54 ÉTATS : Concernant le Soudan du Sud, la création de ce nouvel État est-elle la résultante de la politique américaine ou la volonté du président El-Béchir ?

I. G. : C’était notre engagement que d’accéder à la création de cet État mais plusieurs lobbies politiques américains ont publiquement confessé durant des interviews, notamment Suzanne Rice, qu’ils attendaient depuis 2006 la partition du Soudan du Sud. À cette époque, nous parlions avec toutes les parties du pays pour expliquer que la séparation du Soudan du Sud n’était pas dans l’intérêt des habitants du Sud.
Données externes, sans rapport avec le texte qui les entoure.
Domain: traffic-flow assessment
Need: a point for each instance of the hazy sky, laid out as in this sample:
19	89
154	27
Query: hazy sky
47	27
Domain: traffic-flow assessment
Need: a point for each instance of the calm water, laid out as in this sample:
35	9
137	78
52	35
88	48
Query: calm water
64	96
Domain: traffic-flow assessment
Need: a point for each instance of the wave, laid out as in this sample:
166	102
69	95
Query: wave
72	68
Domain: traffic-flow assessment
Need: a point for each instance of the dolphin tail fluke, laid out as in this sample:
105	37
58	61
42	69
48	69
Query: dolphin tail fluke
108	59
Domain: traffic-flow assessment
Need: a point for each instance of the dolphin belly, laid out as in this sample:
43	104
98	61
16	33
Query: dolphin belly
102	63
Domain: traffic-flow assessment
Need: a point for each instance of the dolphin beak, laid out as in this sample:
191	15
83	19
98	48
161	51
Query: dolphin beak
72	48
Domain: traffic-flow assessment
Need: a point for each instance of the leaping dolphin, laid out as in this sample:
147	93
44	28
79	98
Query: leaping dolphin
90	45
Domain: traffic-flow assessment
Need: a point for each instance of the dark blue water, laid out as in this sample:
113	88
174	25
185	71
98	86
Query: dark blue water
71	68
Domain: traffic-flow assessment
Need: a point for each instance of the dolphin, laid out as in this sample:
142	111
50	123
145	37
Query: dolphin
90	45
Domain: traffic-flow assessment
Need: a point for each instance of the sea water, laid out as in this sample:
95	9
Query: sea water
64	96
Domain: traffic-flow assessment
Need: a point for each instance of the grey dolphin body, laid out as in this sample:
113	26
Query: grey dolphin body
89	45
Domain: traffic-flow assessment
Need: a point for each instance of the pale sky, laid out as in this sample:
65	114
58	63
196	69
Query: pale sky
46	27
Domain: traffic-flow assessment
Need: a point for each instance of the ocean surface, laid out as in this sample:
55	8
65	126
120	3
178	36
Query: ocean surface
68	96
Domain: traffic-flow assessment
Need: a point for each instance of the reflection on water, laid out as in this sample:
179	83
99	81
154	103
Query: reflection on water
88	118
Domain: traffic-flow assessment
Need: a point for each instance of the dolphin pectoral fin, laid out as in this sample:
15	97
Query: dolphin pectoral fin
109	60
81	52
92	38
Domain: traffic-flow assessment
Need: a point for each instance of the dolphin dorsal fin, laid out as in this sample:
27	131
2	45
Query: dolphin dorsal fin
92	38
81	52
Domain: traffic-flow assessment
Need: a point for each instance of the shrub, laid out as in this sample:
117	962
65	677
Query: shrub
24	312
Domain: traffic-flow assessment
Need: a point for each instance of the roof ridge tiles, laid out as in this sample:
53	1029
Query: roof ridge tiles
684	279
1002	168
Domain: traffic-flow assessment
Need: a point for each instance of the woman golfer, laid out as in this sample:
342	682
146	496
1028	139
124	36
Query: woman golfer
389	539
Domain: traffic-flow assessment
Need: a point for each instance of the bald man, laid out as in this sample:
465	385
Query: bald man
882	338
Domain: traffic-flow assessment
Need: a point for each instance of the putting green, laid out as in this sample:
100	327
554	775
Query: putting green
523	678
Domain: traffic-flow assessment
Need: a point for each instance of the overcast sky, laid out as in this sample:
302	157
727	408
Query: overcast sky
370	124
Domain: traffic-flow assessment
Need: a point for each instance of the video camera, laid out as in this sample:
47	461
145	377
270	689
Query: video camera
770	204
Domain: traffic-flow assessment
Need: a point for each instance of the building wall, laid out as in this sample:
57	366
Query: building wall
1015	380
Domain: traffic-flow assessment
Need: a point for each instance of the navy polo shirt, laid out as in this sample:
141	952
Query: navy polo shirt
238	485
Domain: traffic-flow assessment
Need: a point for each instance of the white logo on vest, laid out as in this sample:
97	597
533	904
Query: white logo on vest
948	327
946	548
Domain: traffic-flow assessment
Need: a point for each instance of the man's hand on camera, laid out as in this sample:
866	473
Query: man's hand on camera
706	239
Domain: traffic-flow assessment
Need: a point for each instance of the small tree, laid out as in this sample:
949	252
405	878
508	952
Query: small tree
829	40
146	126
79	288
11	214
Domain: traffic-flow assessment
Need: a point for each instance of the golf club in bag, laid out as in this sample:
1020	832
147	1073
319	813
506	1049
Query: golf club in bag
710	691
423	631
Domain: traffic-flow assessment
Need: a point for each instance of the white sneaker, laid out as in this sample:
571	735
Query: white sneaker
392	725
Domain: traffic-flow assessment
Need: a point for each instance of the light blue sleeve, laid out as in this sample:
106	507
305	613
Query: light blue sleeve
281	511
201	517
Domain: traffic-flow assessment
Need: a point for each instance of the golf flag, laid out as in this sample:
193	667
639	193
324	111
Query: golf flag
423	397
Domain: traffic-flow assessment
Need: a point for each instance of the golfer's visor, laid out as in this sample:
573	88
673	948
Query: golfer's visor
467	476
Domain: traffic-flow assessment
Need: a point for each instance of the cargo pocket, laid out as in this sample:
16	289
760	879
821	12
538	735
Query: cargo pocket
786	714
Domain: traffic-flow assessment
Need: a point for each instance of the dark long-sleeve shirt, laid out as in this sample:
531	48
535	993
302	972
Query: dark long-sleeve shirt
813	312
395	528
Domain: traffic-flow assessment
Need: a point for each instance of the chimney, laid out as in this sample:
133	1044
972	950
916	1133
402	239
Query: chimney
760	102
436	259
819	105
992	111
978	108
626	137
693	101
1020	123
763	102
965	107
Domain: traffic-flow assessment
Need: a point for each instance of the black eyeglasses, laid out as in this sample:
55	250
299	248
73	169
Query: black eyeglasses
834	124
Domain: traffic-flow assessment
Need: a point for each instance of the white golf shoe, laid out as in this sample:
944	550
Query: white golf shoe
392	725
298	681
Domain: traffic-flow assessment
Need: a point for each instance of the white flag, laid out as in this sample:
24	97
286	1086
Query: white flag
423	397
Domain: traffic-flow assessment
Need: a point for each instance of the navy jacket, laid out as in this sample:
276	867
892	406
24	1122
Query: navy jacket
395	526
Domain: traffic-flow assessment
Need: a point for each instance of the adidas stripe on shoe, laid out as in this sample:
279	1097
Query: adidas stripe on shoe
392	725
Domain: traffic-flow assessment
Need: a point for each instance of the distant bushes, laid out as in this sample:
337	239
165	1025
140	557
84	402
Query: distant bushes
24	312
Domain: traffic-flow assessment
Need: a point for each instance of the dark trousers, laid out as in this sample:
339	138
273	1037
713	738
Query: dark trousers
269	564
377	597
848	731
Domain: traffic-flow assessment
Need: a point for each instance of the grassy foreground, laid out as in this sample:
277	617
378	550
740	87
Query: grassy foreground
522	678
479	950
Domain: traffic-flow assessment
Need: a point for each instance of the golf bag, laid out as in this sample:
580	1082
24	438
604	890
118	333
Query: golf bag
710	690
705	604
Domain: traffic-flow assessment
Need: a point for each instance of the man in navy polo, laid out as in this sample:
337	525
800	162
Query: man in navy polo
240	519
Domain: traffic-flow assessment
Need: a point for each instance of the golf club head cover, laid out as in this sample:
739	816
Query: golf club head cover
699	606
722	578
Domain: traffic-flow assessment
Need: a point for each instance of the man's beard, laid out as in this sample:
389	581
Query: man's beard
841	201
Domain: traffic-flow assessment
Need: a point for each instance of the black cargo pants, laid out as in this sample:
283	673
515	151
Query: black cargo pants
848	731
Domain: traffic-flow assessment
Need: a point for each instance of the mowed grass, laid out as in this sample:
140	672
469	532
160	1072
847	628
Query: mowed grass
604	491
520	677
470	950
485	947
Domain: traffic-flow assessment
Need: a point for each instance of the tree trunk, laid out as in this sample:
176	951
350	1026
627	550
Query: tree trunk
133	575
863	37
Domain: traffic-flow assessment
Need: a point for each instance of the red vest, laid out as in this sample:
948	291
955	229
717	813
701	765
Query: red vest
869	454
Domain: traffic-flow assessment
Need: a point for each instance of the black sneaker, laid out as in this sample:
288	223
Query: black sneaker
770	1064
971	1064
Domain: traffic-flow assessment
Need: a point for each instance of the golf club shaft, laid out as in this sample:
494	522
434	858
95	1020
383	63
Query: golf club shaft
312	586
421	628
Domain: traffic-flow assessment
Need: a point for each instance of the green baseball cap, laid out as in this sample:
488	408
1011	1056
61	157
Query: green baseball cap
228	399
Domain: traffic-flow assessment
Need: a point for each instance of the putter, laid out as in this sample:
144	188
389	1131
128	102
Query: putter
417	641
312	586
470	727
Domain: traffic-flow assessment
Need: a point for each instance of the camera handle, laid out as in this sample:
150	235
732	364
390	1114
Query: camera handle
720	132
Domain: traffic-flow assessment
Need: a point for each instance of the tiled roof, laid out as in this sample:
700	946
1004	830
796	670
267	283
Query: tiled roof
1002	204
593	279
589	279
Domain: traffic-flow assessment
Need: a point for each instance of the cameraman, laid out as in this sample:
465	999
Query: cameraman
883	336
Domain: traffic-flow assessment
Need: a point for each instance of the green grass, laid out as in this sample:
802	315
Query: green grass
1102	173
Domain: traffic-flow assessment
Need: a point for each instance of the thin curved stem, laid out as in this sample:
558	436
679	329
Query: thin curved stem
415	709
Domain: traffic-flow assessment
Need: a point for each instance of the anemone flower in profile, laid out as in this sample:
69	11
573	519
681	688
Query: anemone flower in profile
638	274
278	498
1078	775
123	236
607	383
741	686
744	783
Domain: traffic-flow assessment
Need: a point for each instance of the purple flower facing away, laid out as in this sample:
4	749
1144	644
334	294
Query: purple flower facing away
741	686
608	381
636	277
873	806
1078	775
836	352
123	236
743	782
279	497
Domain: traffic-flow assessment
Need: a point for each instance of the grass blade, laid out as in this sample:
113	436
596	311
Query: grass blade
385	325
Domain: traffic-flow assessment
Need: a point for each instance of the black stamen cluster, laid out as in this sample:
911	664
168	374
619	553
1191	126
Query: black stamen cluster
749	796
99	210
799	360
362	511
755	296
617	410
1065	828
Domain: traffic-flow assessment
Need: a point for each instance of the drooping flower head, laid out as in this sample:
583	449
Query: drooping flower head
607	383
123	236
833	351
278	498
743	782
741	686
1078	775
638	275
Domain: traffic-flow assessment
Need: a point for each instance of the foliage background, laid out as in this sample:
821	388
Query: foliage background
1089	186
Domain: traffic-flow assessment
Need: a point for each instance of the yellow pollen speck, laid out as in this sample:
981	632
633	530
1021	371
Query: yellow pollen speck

Mais ils ont persisté et nous avons dû accéder à la volonté des Soudanais du Sud et nous tentons encore d’aider nos sœurs et nos frères du Sud dans la recherche de la paix.

 

54 ÉTATS : Et si vous aviez un dernier mot à dire à Fatou Bensouda ?

I. G. : J’aimerai être plus aimable avec elle mais elle aborde les cas de l’Afrique et du Soudan, qu’elle a visité quatre fois avant 2004, avec la même optique que M. Ocampo. Je lui dirai simplement de regarder le cas du Soudan d’une façon juste et purement légale, pas de manière politique.